Report: Interest in CRP may drop
Lower payment rates likely
Though the 2018 Farm Bill doesn’t make major revisions to federal conservation programs and policies, it includes “subtle changes” that could limit interest in the widely used Conservation Reserve Program, or CRP, according to a new federal government report.
Area farm group leaders say that’s OK with them.
“CRP is both good and bad,” and isn’t a program that farmers want to rely on heavily, said Dennis Haugen, president of the North Dakota Grain Growers Association, and a Hannaford, N.D., farmer and agribusinessman.
The farm bill is the centerpiece of federal food and agricultural policy. A new farm bill has been approved every five to seven years since 1933. The current farm bill, officially known as the Agriculture Improvement Act of 2018, was approved in late 2018 and covers 2019 to 2023.
The report, published in the December issue of Amber Waves, a publication of the U.S. Department of Agriculture’s Economic Research Service, or ERS, notes that the new farm bill continues CRP and the other four major USDA conservation programs. The new farm bill also keeps overall conservation funding roughly the same as it was under the 2014 Farm Bill, somewhere between $5 billion and $6 billion annually in 2019-2023.

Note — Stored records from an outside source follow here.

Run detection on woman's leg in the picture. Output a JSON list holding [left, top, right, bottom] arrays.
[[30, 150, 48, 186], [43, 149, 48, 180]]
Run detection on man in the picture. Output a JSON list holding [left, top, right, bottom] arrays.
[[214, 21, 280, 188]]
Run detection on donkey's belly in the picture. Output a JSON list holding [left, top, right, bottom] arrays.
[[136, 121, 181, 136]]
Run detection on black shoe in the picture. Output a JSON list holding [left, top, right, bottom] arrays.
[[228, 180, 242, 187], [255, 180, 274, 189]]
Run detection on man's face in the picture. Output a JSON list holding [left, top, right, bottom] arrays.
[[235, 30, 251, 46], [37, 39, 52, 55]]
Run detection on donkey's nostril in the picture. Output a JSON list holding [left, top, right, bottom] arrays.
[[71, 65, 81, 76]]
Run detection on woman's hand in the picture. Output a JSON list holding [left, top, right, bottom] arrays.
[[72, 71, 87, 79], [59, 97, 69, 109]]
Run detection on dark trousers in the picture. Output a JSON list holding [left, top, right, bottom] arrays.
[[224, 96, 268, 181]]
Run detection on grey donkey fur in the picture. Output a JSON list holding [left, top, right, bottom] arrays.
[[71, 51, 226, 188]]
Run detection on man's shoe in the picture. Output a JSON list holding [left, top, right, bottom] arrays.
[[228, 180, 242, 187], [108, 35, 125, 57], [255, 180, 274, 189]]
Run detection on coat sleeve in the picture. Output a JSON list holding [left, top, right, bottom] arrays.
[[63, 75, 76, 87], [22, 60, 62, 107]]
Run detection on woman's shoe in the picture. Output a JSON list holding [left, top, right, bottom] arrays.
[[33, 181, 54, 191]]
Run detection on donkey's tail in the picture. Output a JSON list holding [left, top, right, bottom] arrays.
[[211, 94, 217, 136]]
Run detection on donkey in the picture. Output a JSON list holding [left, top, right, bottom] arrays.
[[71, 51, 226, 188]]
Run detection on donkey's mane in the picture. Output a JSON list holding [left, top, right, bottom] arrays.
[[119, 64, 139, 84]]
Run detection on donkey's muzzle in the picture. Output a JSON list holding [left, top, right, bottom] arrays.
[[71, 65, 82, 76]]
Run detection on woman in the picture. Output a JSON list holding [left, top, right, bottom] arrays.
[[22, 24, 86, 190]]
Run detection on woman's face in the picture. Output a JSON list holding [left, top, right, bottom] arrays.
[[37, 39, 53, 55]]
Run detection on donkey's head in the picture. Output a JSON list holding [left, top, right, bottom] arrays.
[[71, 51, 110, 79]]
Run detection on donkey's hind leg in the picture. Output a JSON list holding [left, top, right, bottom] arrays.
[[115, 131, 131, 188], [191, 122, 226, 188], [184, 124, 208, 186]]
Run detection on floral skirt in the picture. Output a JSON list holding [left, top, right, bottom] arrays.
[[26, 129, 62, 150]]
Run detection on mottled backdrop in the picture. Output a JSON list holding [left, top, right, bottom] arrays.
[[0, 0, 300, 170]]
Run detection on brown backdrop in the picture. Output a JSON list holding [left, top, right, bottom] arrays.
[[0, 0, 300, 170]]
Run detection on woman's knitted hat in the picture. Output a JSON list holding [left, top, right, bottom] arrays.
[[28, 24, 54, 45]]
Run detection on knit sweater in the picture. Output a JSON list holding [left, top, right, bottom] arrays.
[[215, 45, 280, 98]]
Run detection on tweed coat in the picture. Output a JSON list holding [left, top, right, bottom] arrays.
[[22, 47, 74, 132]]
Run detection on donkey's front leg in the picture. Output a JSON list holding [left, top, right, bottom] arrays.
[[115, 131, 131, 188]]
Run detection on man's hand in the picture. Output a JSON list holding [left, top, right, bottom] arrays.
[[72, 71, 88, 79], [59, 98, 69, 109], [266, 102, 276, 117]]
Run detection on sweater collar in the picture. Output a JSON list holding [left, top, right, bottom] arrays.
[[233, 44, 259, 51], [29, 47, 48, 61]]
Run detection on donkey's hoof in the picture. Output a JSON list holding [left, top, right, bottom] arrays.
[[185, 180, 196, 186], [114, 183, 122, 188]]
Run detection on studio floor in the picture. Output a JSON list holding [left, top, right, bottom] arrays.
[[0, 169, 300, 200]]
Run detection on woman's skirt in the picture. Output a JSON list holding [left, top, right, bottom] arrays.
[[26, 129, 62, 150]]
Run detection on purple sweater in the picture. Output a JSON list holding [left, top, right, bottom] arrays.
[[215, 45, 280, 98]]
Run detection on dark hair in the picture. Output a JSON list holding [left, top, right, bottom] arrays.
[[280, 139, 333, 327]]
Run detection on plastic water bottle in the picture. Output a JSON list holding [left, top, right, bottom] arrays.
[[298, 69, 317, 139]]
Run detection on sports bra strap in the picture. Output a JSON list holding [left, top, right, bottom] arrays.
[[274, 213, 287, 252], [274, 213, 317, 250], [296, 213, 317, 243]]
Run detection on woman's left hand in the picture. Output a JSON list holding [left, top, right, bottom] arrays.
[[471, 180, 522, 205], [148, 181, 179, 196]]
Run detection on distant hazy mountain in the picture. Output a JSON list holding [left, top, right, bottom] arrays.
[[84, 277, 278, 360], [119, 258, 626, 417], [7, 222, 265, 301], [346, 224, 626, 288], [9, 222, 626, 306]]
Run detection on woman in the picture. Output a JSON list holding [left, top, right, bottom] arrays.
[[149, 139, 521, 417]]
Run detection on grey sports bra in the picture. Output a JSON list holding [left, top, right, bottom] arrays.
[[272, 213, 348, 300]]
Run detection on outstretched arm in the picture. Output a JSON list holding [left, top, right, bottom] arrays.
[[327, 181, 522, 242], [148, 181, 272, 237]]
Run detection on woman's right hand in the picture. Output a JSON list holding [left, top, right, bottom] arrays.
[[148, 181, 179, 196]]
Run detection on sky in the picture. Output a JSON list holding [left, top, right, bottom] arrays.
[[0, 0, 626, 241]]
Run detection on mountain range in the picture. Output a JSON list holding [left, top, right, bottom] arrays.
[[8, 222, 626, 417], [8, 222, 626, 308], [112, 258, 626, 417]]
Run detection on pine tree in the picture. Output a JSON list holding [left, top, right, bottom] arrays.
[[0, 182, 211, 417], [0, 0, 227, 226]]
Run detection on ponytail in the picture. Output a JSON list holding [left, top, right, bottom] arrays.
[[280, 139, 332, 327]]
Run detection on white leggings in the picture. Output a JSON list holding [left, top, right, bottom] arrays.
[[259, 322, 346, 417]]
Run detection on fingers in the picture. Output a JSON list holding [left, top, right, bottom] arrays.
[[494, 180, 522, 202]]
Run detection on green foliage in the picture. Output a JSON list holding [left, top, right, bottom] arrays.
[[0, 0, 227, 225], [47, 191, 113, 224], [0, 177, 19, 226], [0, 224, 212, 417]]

But the 2018 Farm Bill makes changes in CRP rental payments, which could to lower payment rates and less interest in the program, the report said.
In addition, the new farm bill increases funding for the Environmental Quality Incentives Program, or EQIP, one of the other four major conservation programs.
CRP makes annual payments to farmers who take environmentally sensitive cropland out of production for 10 to 15 years. Established in 1985, CRP reached peak enrollment in 2007 when 36.7 million acres were in the program nationwide. The program was popular in North Dakota, South Dakota, Montana and northwest Minnesota.
But since 2008, nearly 13 million acres have left the program, much of it going back into crop production.That reflects strong crop prices from 2008 to 2013 and new farming practices that reduce the risk of farming what had been environmentally sensitive land.
In contrast, EQIP provides financial assistance to farmers who adopt or install conservation practices on land in agricultural production, or what’s often referred to as “working lands.” EQIP “may fund anything from a single practice addressing a single resource concern to broader, more comprehensive farm-level plans,” EPS said.
Under the new farm bill, EQIP funding rises from $1.75 billion in fiscal year 2019 to $2.025 billion in fiscal year 2023, the ERS report said.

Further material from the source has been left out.